Tra le opere d'arte presenti:
- Due lastre figurate con scene bibliche: Realizzate da maestranze messinesi tra il 1715 e il 1728 in marmo scolpito e intarsiato. Dei due soggetti a rilievo, uno raffigura il Sacrificio di Isacco.
- Lastra con iscrizione: Sempre di maestranze messinesi (1715-1728), in marmo bianco scolpito, in origine era decorata con tarsie marmoree.
- Lastra con Testine alate: Eseguita da maestranze messinesi (1715-1728) in marmo scolpito e intarsiato. In origine sorretta da due colonne marmoree bianche con venature verdi, era posta a coronamento del Crocifisso ligneo del quale si legge la sagoma della parte superiore, attualmente esposto in Cattedrale. Nel tondo, sopra le testine, che chiudeva in alto la composizione, era l’immagine in stucco dell’Eterno Padre.
- Coppia di Angeli reggi Strumenti della Passione: Realizzati da maestranze messinesi (1715-1728) in marmo bianco scolpito e collocati nel 1728 nelle due nicchie laterali all’altare.
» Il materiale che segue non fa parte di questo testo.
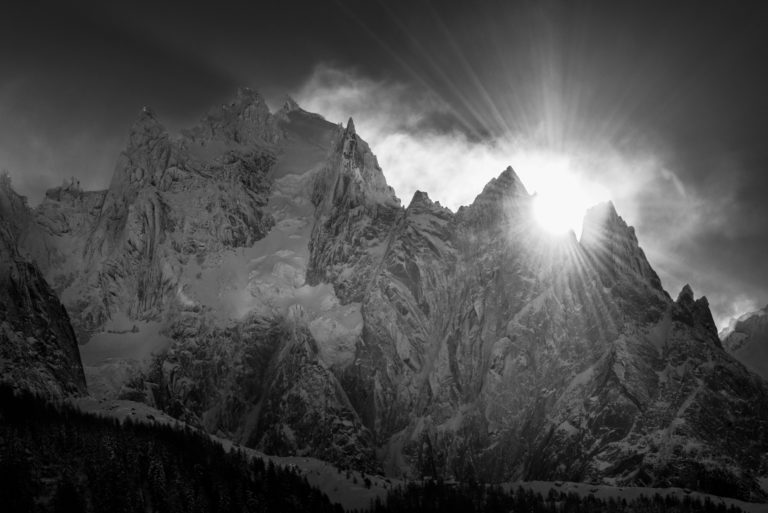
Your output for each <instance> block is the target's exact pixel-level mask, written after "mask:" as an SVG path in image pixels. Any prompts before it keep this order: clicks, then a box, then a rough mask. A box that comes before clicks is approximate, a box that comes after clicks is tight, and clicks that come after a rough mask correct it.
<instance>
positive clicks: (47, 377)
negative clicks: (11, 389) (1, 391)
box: [0, 174, 85, 398]
mask: <svg viewBox="0 0 768 513" xmlns="http://www.w3.org/2000/svg"><path fill="white" fill-rule="evenodd" d="M27 230H34V222H33V221H32V218H31V212H30V211H29V209H28V208H27V205H26V201H25V199H24V198H22V197H21V196H19V195H18V194H16V193H15V192H14V191H13V189H12V188H11V184H10V179H9V177H8V176H7V175H6V174H3V175H0V381H2V382H3V383H6V384H11V385H13V386H14V387H16V388H18V389H26V390H30V391H33V392H35V393H37V394H40V395H43V396H47V397H52V398H53V397H56V398H62V397H64V396H67V395H72V394H75V395H80V394H83V393H85V376H84V374H83V368H82V365H81V363H80V354H79V352H78V348H77V339H76V337H75V333H74V331H73V330H72V326H71V325H70V323H69V316H68V315H67V311H66V310H65V309H64V307H63V306H62V305H61V303H60V302H59V300H58V298H57V297H56V295H55V294H54V293H53V291H52V290H51V288H50V287H49V286H48V283H47V282H46V281H45V279H44V278H43V275H42V273H41V272H40V270H39V269H38V268H37V266H36V265H35V264H34V263H31V262H29V261H28V260H27V259H25V258H23V257H22V255H21V254H20V253H19V250H18V239H19V238H20V237H21V236H22V234H23V233H25V231H27Z"/></svg>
- Stemma gentilizio: Di maestranze dell'Italia meridionale, XVIII secolo, in marmo scolpito e intarsiato.
- Coppia di Putti: Di maestranze dell'Italia meridionale, XVIII secolo, in marmo bianco scolpito.
Altre Lapidi Commemorative e Devozionali
- Lapide devozionale con iscrizione (1777): In marmo bianco scolpito, opera di bottega calabrese, fatta eseguire da D. Pietro Zaccone, aromatario dell’Ospedale di Santa Margherita. L’iscrizione ricorda la concessione di quaranta giorni di indulgenza da parte dell’arcivescovo Alberto Maria Capobianco (1767-1792) a chi avesse recitato il Credo davanti alla statua dell’Ecce Homo.
- Lapide con iscrizione commemorativa dell’antico campanile (1841): Frammenti ricomposti di una lapide murata alla base del campanile della Cattedrale ottocentesca, ricostruito sul lato meridionale della facciata per volontà dell’arcivescovo Pietro de Benedetto, in seguito al crollo della torre campanaria quattrocentesca fatta edificare dall’arcivescovo Antonio De Ricci. Questa lapide è opera di bottega calabrese.
- Lapide sepolcrale del canonico Francesco Gatto: Di maestranze messinesi (?), XVIII secolo, in marmo bianco scolpito, situata nella Cappella del SS. Sacramento.
Il Culto Mariano e la Madonna della Consolazione
Un legame fortissimo lega da sempre il Duomo al culto Mariano. La devozione dell’intera comunità reggina verso la Madonna della Consolazione, patrona della città, è emblematicamente racchiusa nel quadro del reggino Nicolò Andrea Capriolo, risalente al 1547 e raffigurante la Vergine in trono, con in braccio il Divin Figlio, affiancata dai Santi Antonio da Padova e Francesco d’Assisi.

La Leggenda della Colonna di San Paolo
All’interno del Duomo di Reggio Calabria è custodito il prodigio di San Paolo. La leggenda della colonna di San Paolo è legata alle origini del cristianesimo in Italia Meridionale, quando l’apostolo Paolo giunse a Reggio Calabria come prigioniero dei Romani. Si narra che durante i festeggiamenti della dea Diana Fascelide, Paolo giunse al tempio e iniziò a parlare alla folla, raccontando di un Dio giusto, il quale aveva mandato nel mondo suo figlio per insegnare la fratellanza, liberare gli schiavi, consolare gli afflitti, e al contempo parlava male degli dei pagani quali falsi e bugiardi.
Questo portò i sacerdoti a scagliarsi contro di lui e ad intimargli il silenzio. Paolo chiese allora di poter parlare ancora il tempo necessario affinché si consumasse una candela che accese e pose sul capitello di una colonna di marmo del tempio. Una folata di vento fece vacillare la fiamma che, toccando la colonna, si incendiò come fosse di legno, compiendo il prodigio.